Les mots sortaient tous seuls. Il avait été persuadé que cette déclaration lui écorcherait la gorge, mais elle était aussi glissante que l'huile sur ses tresses. Finalement, il lui importait peu de devoir professer de faux sentiments. Aëlle n'accordait aucune foi à l'amour, aucune importance à l'attachement ; tout ce que dictaient les coeurs lui semblait faux. Ce n'était qu'un mensonge de plus, une case franchie sur son chemin. À côté de lui, son père, satisfait, prit une gorgée de l'infusion servie par Nethe.
Wyn ne savait que dire. Elle ne pouvait pas refuser, cela aurait été diminuer l'importance d'Aëlle ; elle ne pouvait pas accepter, cela aurait été s'enchaîner. Elle finit par planter ses yeux si étranges dans ceux de sa mère, suppliante. Nethe s'accorda une longue pause, avant de murmurer.
— Nous vous remercions de votre sincérité, Aëlle Agrivides.
Il faillit grimacer. Tous deux savaient pertinemment que la déclaration était tout sauf sincère.
— Seulement, je crains de devoir mettre mon veto à l'accomplissement de vos vœux.
Le coeur d'Aëlle s'arrêta. Il ne risqua pas un regard vers son père, mais savait tout de même que son expression de fureur pourrait faire fondre une statue de marbre. À la place, il posa ses yeux sur Nethe, qui fixait elle Baldor. Elle prenait de manière évidente un malin plaisir à tourmenter les Agrivides. Qui aurait cru qu'un jour une Dove réussirait à faire plier Baldor de Creüse ? Aëlle aurait dû avoir peur des représailles de celui-ci, mais il ne pouvait que savourer la situation.
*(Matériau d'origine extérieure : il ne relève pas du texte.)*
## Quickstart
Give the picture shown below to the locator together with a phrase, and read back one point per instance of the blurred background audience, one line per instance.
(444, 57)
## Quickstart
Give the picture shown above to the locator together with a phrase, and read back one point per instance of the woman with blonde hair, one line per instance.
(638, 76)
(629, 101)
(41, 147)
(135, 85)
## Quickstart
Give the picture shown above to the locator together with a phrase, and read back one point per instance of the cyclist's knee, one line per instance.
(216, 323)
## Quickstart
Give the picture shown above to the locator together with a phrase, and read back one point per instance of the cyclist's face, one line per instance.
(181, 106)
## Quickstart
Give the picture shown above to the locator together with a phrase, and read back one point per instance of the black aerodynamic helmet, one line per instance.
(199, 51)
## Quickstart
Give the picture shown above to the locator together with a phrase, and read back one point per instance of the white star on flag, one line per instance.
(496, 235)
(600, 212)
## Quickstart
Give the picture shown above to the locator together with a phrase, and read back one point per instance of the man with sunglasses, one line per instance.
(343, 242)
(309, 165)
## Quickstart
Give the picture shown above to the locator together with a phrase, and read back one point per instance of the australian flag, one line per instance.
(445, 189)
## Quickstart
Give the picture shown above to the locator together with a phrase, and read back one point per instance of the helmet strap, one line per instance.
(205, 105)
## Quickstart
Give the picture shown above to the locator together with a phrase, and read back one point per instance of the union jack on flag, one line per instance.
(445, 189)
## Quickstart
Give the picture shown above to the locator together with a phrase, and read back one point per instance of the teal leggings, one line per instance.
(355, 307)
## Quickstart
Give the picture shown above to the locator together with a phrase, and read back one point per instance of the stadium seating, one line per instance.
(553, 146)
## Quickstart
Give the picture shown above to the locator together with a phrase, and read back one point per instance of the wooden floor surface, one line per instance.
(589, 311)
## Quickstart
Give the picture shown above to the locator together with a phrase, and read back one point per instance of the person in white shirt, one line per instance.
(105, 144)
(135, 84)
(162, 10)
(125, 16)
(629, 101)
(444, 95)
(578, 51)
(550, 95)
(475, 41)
— Wyn est l'héritière du trône des Caribes. Ainsi, je considérerai comme en dessous de sa position tout parti qui ne soit pas un héritier.
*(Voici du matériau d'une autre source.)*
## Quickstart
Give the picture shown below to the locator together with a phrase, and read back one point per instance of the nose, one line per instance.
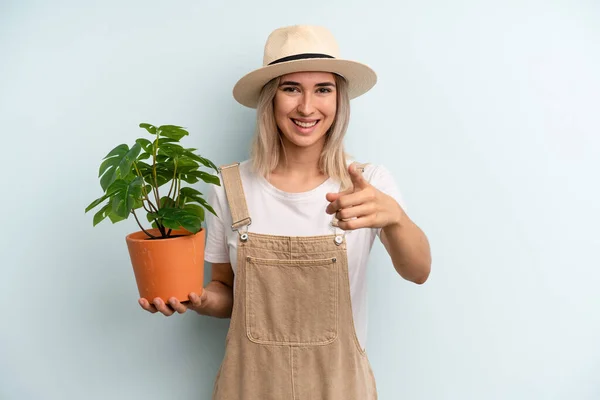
(306, 107)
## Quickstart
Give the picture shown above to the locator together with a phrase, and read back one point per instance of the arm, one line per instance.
(217, 299)
(364, 206)
(408, 247)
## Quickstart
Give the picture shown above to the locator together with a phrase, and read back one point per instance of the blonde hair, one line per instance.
(267, 146)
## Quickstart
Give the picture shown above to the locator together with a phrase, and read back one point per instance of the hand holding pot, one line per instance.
(195, 303)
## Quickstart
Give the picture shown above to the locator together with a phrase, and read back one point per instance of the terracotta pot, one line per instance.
(166, 268)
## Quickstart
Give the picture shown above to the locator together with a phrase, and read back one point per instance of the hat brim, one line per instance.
(361, 78)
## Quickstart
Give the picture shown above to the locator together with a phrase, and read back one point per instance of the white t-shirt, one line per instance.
(275, 212)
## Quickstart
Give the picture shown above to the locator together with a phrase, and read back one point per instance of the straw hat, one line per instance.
(302, 48)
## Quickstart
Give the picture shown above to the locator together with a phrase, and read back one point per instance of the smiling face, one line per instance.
(305, 107)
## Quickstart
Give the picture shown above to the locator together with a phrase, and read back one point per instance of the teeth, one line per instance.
(305, 124)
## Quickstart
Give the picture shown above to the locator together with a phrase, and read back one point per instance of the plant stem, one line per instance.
(155, 151)
(138, 221)
(174, 175)
(139, 173)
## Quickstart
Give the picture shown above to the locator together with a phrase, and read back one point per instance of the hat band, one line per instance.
(302, 56)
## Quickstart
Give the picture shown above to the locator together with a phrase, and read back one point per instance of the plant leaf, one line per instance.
(146, 145)
(150, 128)
(103, 213)
(172, 131)
(196, 210)
(124, 198)
(175, 218)
(206, 177)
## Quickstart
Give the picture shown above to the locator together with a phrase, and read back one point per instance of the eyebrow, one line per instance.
(292, 83)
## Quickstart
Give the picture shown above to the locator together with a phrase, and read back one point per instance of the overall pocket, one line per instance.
(291, 302)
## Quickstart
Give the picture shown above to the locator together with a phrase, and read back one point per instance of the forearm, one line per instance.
(408, 248)
(219, 300)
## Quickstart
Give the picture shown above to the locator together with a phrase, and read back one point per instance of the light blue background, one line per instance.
(487, 113)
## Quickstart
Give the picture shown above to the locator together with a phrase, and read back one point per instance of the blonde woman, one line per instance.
(295, 227)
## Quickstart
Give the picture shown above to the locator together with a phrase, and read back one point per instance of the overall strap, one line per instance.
(235, 195)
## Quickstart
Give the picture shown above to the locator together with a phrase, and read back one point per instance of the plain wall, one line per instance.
(487, 113)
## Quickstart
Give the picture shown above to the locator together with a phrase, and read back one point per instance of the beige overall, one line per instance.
(292, 334)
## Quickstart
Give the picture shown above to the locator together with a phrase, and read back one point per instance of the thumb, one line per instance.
(357, 178)
(331, 197)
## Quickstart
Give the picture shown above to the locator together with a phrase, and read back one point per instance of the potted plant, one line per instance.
(167, 260)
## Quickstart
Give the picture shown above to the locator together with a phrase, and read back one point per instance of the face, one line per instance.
(305, 106)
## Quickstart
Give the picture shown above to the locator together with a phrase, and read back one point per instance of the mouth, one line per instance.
(305, 125)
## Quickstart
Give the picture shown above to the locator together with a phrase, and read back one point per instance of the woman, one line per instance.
(294, 230)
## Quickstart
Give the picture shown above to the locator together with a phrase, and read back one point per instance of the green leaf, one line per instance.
(109, 192)
(196, 210)
(206, 177)
(204, 161)
(118, 165)
(174, 218)
(150, 128)
(172, 150)
(103, 213)
(124, 198)
(190, 192)
(172, 131)
(146, 145)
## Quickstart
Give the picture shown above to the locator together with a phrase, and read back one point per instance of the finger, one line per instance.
(349, 200)
(334, 196)
(361, 211)
(162, 307)
(357, 177)
(177, 306)
(147, 306)
(195, 300)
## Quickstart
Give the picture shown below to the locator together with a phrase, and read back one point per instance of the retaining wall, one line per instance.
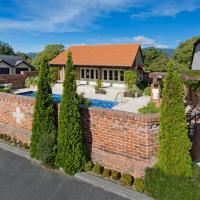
(119, 140)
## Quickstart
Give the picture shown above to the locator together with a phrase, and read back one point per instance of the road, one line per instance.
(20, 179)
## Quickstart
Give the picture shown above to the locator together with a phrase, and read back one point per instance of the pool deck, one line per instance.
(113, 94)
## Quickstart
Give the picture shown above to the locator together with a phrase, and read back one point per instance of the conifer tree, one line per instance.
(44, 129)
(174, 144)
(71, 150)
Elle n'aurait pas pu faire plus plaisir à Aëlle. Le message était clair, évidemment, et maintenant, il attendait que Baldor choisisse entre sa vengeance ou son fils aîné chéri. Il savait bien que Baldor ne renoncerait pas au trône de l'Impire. Et il avait hâte de voir la tête de Balden lorsqu'il apprendrait la nouvelle.